Manaaki Tāngata: The application of Kaupapa Māori as an ideological base for a care-giving programme for Māori youth and whānau at risk
Since British colonisation and the signing of the Treaty of Waitangi in 1840, Māori have consistently endured social disparities which have disadvantaged whānau (family, extended family) hapū (sub-tribe) and iwi (tribe) and their aspirations to achieve wellness. This exegesis will critically examine the history of care-practice of Māori youth and whānau in Aotearoa New Zealand including an analysis of the policy which governs care-provision and practice in Aotearoa New Zealand demonstrating that Māori remain underprivileged. This analysis will highlight the State’s failure to incorporate Kaupapa Māori (Māori ideology) into mainstream policy despite the recommendations in the 1988 Puao-te-ata-tu – The Report of the Ministerial Advisory Committee on a Maori [sic] perspective for the Department of Social Welfare, headed by the late John Te Rangianiwaniwa Rangihau. Furthermore, this exegesis will present a case-study of a successful Māori community service provider that operates from a Kaupapa Māori philosophical base and is therefore consistent not only with whānau, hapū, iwi aspirations of family wellness, but consistent with the recommendations in Puao-te-ata-tu.
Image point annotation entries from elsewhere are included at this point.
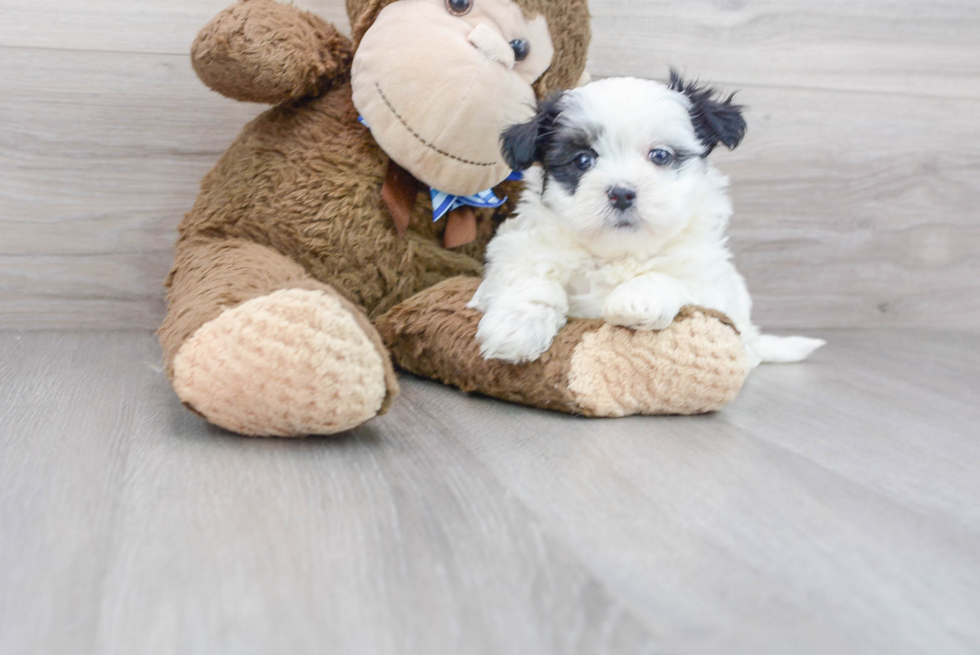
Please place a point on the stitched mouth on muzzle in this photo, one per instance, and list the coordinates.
(421, 140)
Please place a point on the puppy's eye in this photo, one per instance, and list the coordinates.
(584, 161)
(459, 7)
(521, 49)
(661, 157)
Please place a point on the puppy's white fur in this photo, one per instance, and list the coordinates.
(568, 252)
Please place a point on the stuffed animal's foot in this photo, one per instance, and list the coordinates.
(696, 365)
(292, 363)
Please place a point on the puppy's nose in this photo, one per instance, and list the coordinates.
(622, 197)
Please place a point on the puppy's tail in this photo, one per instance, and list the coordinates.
(767, 348)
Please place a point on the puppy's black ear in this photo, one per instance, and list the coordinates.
(715, 120)
(524, 144)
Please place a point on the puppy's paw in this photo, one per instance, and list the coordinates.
(641, 307)
(520, 333)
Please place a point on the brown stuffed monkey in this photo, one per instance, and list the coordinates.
(312, 255)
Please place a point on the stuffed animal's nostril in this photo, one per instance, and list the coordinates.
(521, 49)
(622, 197)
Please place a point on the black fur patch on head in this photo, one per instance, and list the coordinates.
(560, 158)
(525, 144)
(715, 120)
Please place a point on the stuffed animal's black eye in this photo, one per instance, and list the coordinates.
(459, 7)
(661, 157)
(521, 49)
(584, 161)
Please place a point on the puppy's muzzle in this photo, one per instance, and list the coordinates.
(622, 198)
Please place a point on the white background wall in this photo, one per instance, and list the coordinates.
(857, 190)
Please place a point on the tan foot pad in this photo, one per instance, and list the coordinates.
(697, 365)
(293, 363)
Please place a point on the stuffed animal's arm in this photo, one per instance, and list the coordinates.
(264, 51)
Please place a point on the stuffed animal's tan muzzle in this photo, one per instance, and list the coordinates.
(438, 89)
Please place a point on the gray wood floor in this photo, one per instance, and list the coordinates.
(834, 508)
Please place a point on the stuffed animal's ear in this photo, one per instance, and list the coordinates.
(715, 120)
(523, 145)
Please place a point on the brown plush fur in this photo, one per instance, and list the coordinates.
(295, 204)
(702, 368)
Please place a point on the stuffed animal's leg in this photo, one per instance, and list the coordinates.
(695, 365)
(256, 346)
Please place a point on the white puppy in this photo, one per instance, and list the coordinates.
(624, 220)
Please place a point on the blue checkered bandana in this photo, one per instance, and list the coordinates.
(443, 203)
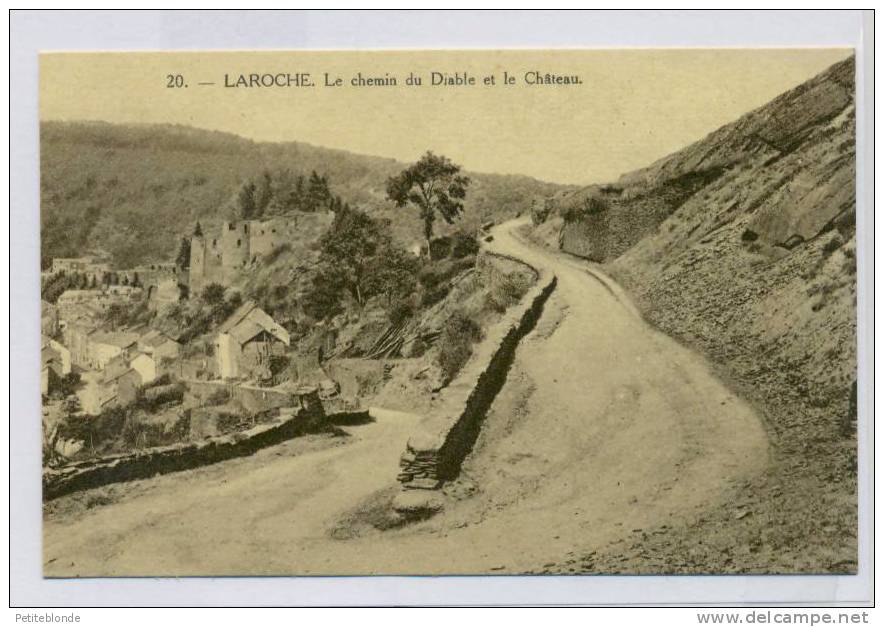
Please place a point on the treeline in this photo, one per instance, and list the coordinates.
(282, 191)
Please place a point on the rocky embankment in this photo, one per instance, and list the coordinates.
(753, 263)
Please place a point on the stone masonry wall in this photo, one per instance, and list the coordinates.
(435, 453)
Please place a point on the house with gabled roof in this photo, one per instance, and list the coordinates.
(247, 341)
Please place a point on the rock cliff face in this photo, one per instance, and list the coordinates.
(743, 246)
(789, 165)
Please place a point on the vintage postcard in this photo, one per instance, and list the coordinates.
(566, 312)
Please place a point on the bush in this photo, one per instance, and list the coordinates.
(456, 343)
(463, 244)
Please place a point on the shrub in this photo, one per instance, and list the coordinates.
(456, 343)
(832, 245)
(507, 291)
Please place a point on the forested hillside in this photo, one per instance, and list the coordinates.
(133, 190)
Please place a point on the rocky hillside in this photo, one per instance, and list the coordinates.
(743, 245)
(133, 190)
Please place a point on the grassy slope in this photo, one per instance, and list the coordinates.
(780, 323)
(134, 190)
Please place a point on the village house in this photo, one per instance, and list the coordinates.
(61, 354)
(247, 341)
(76, 303)
(122, 387)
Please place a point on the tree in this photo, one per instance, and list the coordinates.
(434, 185)
(183, 258)
(358, 257)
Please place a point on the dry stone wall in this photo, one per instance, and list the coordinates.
(435, 453)
(306, 417)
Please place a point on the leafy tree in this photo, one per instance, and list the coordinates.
(264, 194)
(434, 185)
(318, 194)
(213, 294)
(358, 257)
(183, 258)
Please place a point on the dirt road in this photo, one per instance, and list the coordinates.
(604, 426)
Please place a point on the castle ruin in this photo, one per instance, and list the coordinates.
(222, 255)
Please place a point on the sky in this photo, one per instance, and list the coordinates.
(629, 108)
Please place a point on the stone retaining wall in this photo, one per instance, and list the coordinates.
(435, 453)
(307, 415)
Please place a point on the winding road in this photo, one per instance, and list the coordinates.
(604, 426)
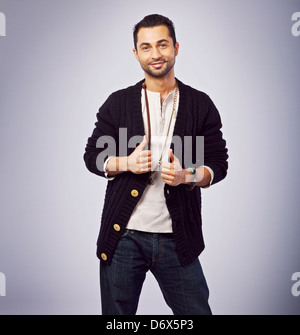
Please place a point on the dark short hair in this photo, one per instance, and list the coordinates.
(154, 20)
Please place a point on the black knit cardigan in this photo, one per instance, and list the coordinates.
(197, 116)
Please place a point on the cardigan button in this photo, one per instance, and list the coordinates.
(134, 193)
(117, 227)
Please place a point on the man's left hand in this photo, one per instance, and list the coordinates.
(172, 173)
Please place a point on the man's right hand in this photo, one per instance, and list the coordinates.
(140, 160)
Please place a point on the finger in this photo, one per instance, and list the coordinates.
(171, 155)
(142, 145)
(167, 166)
(146, 154)
(166, 176)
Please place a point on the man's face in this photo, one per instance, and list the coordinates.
(155, 51)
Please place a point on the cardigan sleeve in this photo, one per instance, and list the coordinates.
(103, 142)
(215, 151)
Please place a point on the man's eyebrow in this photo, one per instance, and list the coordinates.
(158, 42)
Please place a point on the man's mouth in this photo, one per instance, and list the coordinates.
(157, 65)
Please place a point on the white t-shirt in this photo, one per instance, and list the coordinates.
(151, 213)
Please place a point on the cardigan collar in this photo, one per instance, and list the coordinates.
(137, 109)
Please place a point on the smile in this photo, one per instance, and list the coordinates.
(157, 65)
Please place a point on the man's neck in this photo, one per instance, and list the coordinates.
(163, 85)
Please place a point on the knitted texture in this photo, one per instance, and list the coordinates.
(197, 116)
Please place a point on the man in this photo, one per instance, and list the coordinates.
(151, 217)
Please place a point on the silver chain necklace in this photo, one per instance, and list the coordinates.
(173, 115)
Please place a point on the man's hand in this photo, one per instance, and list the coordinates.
(140, 160)
(172, 173)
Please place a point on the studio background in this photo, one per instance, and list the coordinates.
(60, 60)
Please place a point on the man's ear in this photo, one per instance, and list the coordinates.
(176, 48)
(136, 54)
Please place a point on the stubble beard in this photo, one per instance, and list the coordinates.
(160, 72)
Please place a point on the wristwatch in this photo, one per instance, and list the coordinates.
(194, 178)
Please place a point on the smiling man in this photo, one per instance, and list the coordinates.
(151, 217)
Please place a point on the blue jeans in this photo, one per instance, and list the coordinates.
(184, 288)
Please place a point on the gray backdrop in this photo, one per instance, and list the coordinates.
(60, 60)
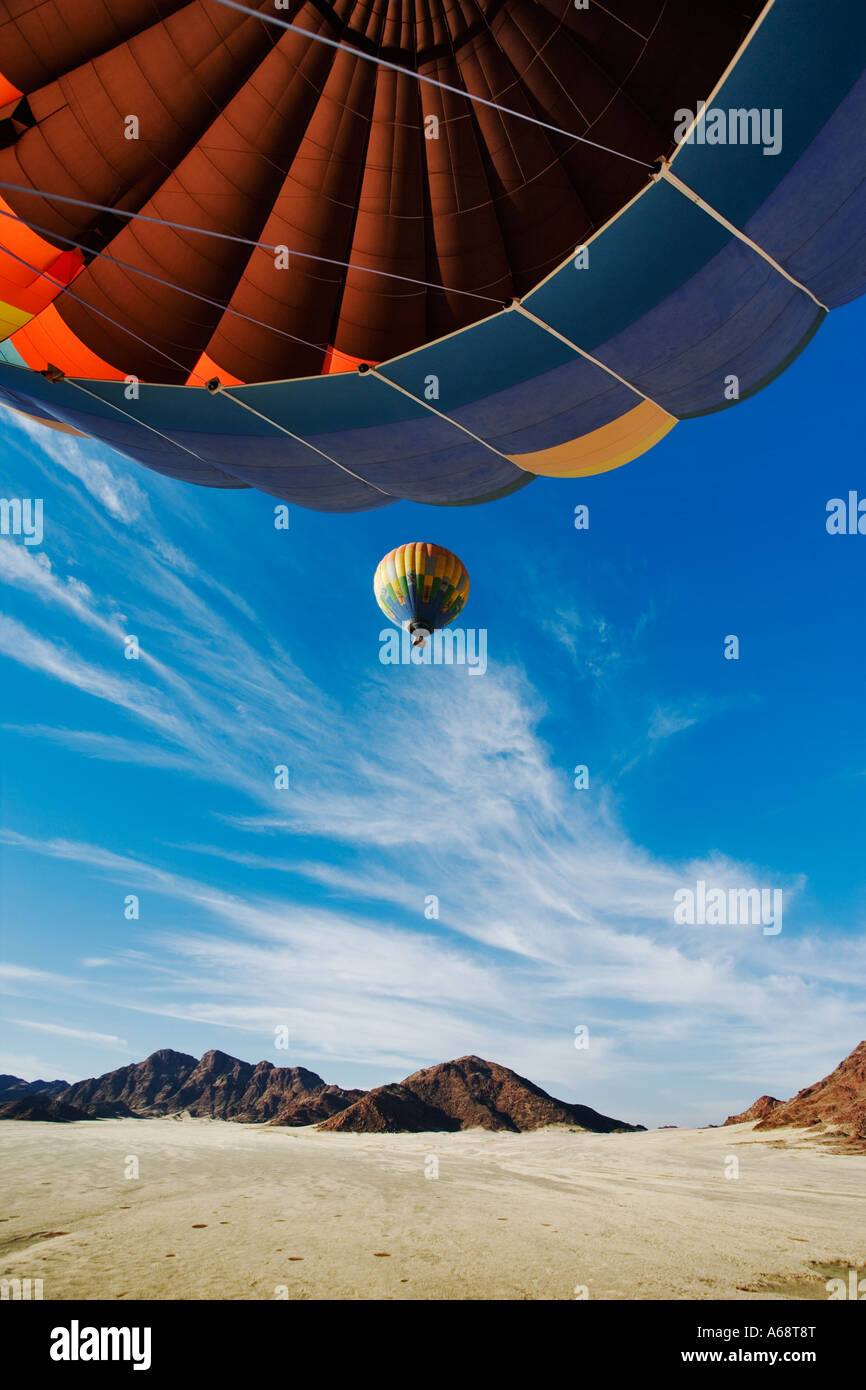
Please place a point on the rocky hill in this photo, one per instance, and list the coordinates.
(452, 1096)
(217, 1086)
(13, 1089)
(759, 1111)
(464, 1094)
(838, 1101)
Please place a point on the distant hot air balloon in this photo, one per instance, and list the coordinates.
(420, 585)
(417, 249)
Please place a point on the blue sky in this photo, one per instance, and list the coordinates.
(305, 908)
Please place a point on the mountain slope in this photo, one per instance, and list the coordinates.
(838, 1100)
(463, 1094)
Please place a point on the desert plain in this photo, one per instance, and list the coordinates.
(231, 1211)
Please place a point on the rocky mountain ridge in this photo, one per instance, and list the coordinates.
(460, 1094)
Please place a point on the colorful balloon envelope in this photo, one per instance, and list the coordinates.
(421, 587)
(398, 292)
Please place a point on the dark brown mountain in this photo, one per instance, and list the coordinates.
(452, 1096)
(312, 1107)
(13, 1087)
(47, 1107)
(148, 1086)
(838, 1101)
(217, 1086)
(391, 1109)
(464, 1094)
(759, 1111)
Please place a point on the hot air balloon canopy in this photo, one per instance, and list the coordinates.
(356, 252)
(421, 585)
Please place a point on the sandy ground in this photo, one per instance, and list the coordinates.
(231, 1211)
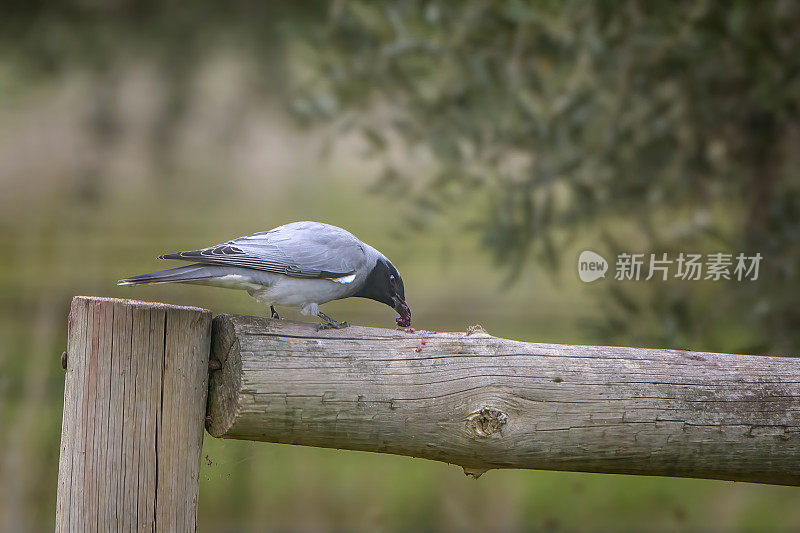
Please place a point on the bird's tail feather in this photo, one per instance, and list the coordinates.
(173, 275)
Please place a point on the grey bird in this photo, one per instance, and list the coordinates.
(302, 264)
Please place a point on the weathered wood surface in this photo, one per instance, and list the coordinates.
(134, 406)
(484, 402)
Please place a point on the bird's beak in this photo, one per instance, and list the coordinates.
(404, 320)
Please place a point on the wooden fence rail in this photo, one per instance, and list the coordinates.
(483, 402)
(137, 379)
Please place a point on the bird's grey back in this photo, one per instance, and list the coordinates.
(299, 249)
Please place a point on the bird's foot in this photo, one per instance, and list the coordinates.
(330, 323)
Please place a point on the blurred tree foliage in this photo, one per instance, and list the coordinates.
(679, 120)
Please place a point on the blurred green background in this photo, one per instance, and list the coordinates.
(480, 145)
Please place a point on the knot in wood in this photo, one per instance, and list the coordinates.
(486, 422)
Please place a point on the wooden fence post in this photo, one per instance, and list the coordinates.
(134, 408)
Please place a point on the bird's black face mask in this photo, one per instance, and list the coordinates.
(385, 285)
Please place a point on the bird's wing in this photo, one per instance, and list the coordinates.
(300, 250)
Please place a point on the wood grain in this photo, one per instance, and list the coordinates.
(483, 402)
(132, 427)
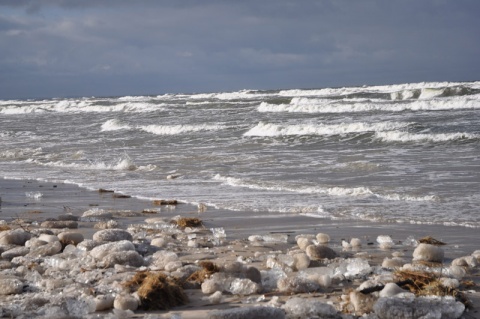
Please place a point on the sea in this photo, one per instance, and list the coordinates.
(404, 153)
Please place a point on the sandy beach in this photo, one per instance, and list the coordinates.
(28, 204)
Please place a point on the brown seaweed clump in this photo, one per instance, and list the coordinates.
(157, 291)
(208, 269)
(189, 222)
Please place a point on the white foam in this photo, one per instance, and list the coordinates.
(396, 136)
(179, 129)
(114, 125)
(269, 129)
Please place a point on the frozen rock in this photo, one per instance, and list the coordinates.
(48, 249)
(104, 302)
(302, 261)
(125, 302)
(296, 284)
(416, 308)
(101, 251)
(15, 252)
(248, 313)
(391, 289)
(10, 285)
(244, 287)
(48, 238)
(253, 274)
(385, 241)
(112, 235)
(323, 238)
(72, 238)
(129, 258)
(303, 242)
(158, 242)
(161, 258)
(427, 252)
(392, 263)
(320, 252)
(309, 308)
(216, 297)
(362, 303)
(14, 237)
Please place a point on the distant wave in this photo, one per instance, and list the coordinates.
(331, 191)
(313, 105)
(114, 125)
(426, 137)
(179, 129)
(269, 129)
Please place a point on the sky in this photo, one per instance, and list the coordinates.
(61, 48)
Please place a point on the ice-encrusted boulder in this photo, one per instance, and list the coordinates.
(112, 235)
(309, 308)
(427, 252)
(421, 307)
(14, 237)
(101, 251)
(320, 252)
(248, 313)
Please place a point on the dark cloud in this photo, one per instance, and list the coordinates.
(59, 48)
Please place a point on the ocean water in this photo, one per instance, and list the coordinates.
(398, 153)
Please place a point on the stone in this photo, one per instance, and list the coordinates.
(322, 238)
(72, 238)
(112, 235)
(260, 312)
(128, 258)
(427, 252)
(59, 224)
(416, 308)
(14, 237)
(10, 286)
(320, 252)
(15, 252)
(309, 308)
(125, 302)
(104, 302)
(101, 251)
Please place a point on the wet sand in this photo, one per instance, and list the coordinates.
(20, 199)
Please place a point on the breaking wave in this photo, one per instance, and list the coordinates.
(268, 129)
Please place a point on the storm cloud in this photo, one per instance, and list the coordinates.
(81, 48)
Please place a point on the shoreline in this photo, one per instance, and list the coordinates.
(60, 199)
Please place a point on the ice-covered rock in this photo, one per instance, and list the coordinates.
(125, 302)
(59, 224)
(14, 237)
(216, 297)
(362, 303)
(320, 252)
(101, 251)
(243, 287)
(112, 235)
(304, 242)
(68, 237)
(416, 308)
(161, 258)
(309, 308)
(10, 285)
(392, 289)
(248, 313)
(385, 241)
(49, 249)
(129, 258)
(427, 252)
(104, 302)
(15, 252)
(323, 238)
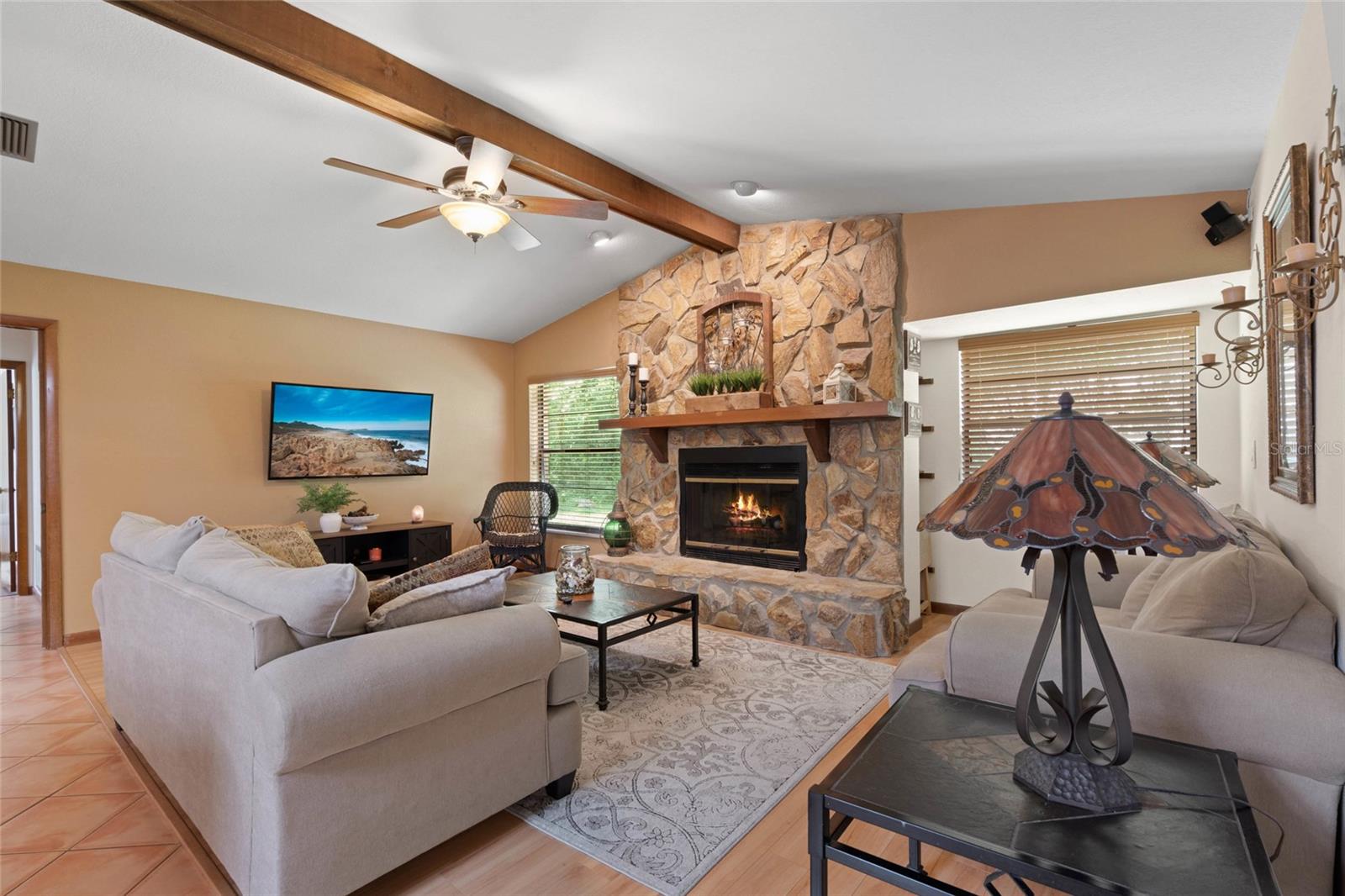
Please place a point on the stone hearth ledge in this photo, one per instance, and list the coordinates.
(862, 618)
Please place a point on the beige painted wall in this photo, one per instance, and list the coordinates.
(1313, 533)
(165, 398)
(975, 259)
(578, 342)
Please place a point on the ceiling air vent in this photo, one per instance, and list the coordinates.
(19, 138)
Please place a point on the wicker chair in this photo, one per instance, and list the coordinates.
(514, 522)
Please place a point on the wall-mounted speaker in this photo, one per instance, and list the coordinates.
(1223, 222)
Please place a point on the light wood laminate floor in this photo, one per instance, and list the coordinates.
(504, 856)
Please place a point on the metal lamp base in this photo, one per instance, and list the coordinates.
(1073, 781)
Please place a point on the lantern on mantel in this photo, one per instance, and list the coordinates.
(838, 387)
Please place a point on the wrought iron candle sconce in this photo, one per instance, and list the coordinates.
(1311, 277)
(1244, 354)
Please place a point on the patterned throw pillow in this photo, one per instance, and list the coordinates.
(289, 544)
(470, 593)
(468, 560)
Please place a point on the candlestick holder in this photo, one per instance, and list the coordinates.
(631, 408)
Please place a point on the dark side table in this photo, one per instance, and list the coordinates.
(939, 770)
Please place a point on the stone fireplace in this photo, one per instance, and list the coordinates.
(775, 540)
(744, 505)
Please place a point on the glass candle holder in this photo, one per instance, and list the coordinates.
(575, 573)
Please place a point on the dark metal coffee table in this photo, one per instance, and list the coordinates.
(939, 770)
(611, 603)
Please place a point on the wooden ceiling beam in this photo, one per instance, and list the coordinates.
(313, 51)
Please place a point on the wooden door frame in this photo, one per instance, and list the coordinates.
(24, 568)
(53, 603)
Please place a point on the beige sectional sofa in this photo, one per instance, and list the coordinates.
(315, 770)
(1279, 705)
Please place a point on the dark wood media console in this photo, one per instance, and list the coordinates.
(405, 546)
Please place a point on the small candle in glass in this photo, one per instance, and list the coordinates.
(1301, 252)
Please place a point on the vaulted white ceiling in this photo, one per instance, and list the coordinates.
(165, 161)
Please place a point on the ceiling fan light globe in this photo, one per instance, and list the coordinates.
(477, 219)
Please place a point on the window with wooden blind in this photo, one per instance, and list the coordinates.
(569, 451)
(1140, 376)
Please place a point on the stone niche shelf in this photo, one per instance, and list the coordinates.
(815, 421)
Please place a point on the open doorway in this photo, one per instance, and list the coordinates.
(30, 506)
(17, 541)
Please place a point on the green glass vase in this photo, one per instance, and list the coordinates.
(616, 532)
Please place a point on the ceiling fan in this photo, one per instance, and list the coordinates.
(477, 202)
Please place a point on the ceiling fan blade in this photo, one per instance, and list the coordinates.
(416, 217)
(517, 235)
(376, 172)
(488, 165)
(589, 208)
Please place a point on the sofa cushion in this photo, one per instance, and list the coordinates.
(1246, 595)
(293, 544)
(1141, 587)
(477, 591)
(1243, 519)
(324, 602)
(466, 561)
(569, 680)
(155, 542)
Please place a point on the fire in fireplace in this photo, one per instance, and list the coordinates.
(744, 505)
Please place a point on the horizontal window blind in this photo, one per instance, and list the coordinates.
(568, 450)
(1140, 376)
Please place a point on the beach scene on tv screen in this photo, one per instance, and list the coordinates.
(347, 432)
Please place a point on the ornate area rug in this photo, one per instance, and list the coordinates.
(686, 761)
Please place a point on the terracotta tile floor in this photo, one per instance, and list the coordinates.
(74, 817)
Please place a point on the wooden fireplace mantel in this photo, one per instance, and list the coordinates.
(814, 419)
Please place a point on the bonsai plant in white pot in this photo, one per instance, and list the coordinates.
(327, 501)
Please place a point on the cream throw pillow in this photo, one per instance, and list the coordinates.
(324, 602)
(1246, 595)
(466, 561)
(155, 542)
(482, 589)
(1142, 587)
(293, 544)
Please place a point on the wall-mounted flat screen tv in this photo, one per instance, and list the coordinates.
(327, 432)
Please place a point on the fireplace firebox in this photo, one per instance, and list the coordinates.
(746, 505)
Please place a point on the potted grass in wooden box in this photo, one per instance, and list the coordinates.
(728, 390)
(735, 354)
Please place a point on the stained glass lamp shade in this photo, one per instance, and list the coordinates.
(1073, 485)
(1180, 465)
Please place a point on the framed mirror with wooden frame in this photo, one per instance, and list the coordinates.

Without the amalgamation of Kaupapa Māori ideology and values into Māori care provision in Aotearoa New Zealand, Māori will continue to experience serious disparities and unwellness.
A visual report of 32 minutes is the creative component of this research project and complements the text, particularly the case-study of Otangarei Trust and thereafter, the Te Hau Āwhiowhio o Otangarei Trust.